Role of the Akt/GSK-3β/CRMP-2 pathway in axon degeneration of dopaminergic neurons resulting from MPP+ toxicity.

Parkinson׳s disease (PD) is the most common neurodegenerative disease of the basal ganglia. Earlier reports suggest that the main pathological change in PD is due to apoptosis of dopaminergic neuronal soma in the substantia nigra (SN). The therapies for PD are also largely focused on the prevention of degeneration of the neuronal soma. However, these treatments can only provide temporary relief by delaying the progression of the disease and are therefore unable to prevent the long term neurodegeneration process. This limitation of the existing therapeutic treatment indicates that there may be other causes that either occur earlier or are independent of apoptosis of neuronal soma. Previous studies have shown that axon degeneration may play an important role in PD, and that this may occur at an early stage of the disease. Thus, preventing axon degeneration may be a potential new approach for therapeutic treatment for PD and future therapies can be useful if emphasis is given on the mechanisms of axon degeneration. It has been recognized that microtubule disassembly leads to axon degeneration because the depolymerized microtubules are more likely to be degraded. Previous studies have shown that glycogen synthase kinase-3β (GSK-3β)/collapsin response mediator protein 2 (CRMP-2) signaling pathway could be regulated by Akt for axonal-dendritic polarity. CRMP-2 is critical for specifying axon/dendrite fate possibly by promoting neurite elongation via microtubule assembly.
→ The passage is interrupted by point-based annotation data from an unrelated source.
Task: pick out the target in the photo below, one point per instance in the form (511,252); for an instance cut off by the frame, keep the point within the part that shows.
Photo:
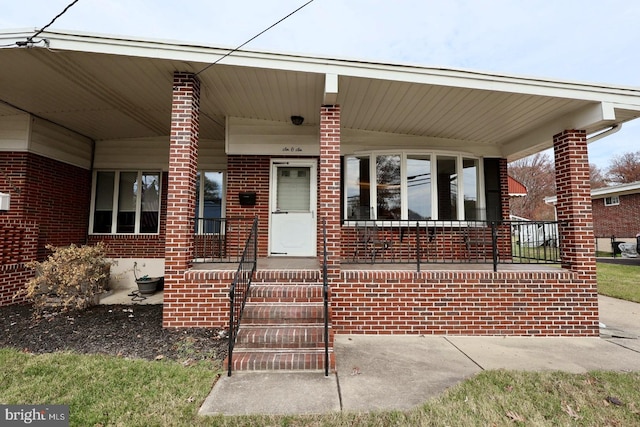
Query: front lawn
(619,281)
(108,390)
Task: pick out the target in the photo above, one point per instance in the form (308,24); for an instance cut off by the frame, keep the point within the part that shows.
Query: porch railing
(325,294)
(240,288)
(475,241)
(220,240)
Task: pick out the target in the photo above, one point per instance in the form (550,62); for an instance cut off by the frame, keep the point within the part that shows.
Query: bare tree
(597,177)
(625,168)
(537,173)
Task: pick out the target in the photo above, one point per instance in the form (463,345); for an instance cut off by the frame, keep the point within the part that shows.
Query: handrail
(240,288)
(471,241)
(325,292)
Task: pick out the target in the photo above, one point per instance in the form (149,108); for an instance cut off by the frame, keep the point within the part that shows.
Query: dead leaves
(515,417)
(569,411)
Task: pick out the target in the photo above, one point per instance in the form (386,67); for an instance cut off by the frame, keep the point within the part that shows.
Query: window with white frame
(209,202)
(413,186)
(612,201)
(126,202)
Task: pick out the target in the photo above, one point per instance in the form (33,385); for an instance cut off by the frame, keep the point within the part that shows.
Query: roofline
(600,193)
(626,96)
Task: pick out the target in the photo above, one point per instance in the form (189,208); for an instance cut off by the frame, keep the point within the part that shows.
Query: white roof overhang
(107,87)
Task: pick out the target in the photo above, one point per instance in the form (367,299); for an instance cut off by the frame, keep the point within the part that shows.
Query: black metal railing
(240,288)
(473,241)
(220,240)
(325,294)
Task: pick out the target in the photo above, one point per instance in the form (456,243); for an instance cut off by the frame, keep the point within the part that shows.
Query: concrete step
(259,360)
(281,337)
(282,313)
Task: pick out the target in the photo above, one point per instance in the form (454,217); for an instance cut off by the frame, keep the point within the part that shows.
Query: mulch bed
(132,331)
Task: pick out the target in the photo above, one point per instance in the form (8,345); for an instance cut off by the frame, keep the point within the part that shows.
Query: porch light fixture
(297,120)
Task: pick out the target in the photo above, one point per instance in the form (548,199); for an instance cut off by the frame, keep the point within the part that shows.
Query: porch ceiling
(109,88)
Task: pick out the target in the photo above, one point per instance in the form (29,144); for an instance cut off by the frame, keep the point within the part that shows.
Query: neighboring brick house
(127,141)
(616,214)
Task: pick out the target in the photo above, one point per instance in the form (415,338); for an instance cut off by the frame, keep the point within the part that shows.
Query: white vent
(4,202)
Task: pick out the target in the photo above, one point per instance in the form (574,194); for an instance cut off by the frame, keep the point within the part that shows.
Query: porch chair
(369,242)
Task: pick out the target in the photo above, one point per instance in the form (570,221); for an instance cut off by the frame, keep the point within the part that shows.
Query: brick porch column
(181,196)
(577,244)
(504,231)
(329,197)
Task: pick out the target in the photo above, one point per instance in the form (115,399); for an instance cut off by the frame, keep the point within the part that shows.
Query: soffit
(107,96)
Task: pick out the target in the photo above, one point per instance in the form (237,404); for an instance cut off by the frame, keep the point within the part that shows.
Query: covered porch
(406,166)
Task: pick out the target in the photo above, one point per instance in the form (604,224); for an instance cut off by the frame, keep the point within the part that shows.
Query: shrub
(71,278)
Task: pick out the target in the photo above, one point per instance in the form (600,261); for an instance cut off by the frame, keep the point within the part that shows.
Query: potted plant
(72,277)
(147,285)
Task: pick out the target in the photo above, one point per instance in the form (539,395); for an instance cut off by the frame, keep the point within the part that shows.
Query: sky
(576,40)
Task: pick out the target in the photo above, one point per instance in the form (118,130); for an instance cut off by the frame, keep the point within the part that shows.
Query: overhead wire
(30,39)
(254,37)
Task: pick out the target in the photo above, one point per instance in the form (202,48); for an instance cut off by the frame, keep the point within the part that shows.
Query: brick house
(140,143)
(616,212)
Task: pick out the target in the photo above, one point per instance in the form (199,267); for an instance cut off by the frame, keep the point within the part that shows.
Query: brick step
(282,313)
(257,360)
(268,293)
(280,337)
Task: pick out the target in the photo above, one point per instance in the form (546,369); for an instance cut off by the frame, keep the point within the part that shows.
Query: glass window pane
(470,176)
(293,189)
(419,187)
(358,188)
(388,186)
(127,193)
(447,188)
(150,202)
(103,212)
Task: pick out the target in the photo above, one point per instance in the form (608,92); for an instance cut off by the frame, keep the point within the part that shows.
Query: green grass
(111,391)
(106,390)
(619,281)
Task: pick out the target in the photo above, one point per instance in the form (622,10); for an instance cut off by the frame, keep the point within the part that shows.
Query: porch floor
(122,296)
(289,263)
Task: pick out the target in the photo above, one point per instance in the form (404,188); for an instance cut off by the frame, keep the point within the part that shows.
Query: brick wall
(54,194)
(464,303)
(250,173)
(18,246)
(181,196)
(329,184)
(622,221)
(140,246)
(49,205)
(407,302)
(577,243)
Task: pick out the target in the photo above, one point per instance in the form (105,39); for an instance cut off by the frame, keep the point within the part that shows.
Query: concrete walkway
(401,372)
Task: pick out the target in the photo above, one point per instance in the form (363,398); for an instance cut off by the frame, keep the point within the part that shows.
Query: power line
(53,20)
(30,39)
(254,37)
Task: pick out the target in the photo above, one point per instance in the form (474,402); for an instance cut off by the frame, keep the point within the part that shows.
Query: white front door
(292,205)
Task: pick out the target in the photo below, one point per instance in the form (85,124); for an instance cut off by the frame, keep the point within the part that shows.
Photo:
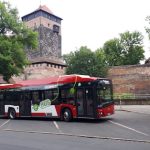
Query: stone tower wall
(134,79)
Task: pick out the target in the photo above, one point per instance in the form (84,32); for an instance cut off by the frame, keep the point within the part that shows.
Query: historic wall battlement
(132,80)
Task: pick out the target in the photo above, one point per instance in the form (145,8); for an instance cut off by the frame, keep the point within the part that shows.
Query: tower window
(56,28)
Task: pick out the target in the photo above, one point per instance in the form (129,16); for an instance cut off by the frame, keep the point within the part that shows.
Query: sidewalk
(143,109)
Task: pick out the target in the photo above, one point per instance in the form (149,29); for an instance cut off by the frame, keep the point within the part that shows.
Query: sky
(93,22)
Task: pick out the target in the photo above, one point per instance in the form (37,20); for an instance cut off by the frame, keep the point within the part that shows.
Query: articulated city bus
(65,97)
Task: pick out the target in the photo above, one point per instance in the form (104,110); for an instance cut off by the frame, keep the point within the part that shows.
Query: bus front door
(85,106)
(1,104)
(25,105)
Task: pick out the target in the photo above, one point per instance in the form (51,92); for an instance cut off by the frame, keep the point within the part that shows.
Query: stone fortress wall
(131,81)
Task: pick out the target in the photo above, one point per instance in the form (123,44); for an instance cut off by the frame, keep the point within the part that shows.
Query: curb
(132,111)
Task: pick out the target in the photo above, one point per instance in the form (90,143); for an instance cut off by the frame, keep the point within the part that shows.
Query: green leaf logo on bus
(35,107)
(45,103)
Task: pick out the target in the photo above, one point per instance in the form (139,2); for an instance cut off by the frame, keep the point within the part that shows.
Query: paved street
(124,130)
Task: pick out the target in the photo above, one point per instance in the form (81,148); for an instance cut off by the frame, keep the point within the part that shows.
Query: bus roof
(50,80)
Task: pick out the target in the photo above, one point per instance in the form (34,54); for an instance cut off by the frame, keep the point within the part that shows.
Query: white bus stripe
(4,123)
(121,125)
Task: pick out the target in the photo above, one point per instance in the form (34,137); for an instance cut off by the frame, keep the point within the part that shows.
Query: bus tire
(11,113)
(66,115)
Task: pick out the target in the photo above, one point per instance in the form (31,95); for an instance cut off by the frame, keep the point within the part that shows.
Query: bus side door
(85,102)
(25,104)
(1,103)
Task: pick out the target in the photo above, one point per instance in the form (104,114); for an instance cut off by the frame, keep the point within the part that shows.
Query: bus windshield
(104,93)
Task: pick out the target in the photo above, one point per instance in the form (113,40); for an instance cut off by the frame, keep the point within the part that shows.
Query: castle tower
(46,60)
(48,27)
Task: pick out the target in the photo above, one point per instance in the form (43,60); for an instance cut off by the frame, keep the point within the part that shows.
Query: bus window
(67,96)
(1,97)
(48,94)
(104,94)
(35,97)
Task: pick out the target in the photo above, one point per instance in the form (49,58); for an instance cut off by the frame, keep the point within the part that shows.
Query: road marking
(121,125)
(56,125)
(83,136)
(4,123)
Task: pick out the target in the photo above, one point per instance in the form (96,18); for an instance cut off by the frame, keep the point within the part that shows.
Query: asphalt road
(124,130)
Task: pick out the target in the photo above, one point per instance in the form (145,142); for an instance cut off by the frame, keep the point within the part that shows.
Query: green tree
(125,50)
(85,62)
(14,37)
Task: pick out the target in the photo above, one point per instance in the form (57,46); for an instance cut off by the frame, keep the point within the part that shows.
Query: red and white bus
(65,97)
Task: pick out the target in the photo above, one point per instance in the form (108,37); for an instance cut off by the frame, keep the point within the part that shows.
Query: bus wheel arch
(66,114)
(11,113)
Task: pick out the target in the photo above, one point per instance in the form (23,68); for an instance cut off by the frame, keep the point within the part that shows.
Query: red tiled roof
(45,8)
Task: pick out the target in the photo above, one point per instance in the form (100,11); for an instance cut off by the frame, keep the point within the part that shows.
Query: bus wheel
(11,113)
(67,115)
However, whether Akt could regulate GSK-3β/CRMP-2 pathway and the possible effects of this regulation is unclear in dopaminergic axon degeneration induced by 1-methyl-4-phenylpyridiniumion (MPP+). In this study, we observe the degeneration of axon and neuronal soma by scanning electron microscope and tyrosine hydroxylase staining (TH) using a PD model in dopaminergic neurons in vitro. In addition to this, we detect the expression of total and phosphorylated form of Akt, GSK-3β and CRMP-2, as well as the axonal injury marker amyloid precursor protein (APP). From our studies, we observe that axon degeneration is a characteristic feature in the cascade of events that follow when neurons are induced by MPP+. This degeneration process occurs earlier in case of PD and is more severe than the degeneration of the neuronal soma and Akt/ GSK-3β/CRMP-2 pathway is involved in this process.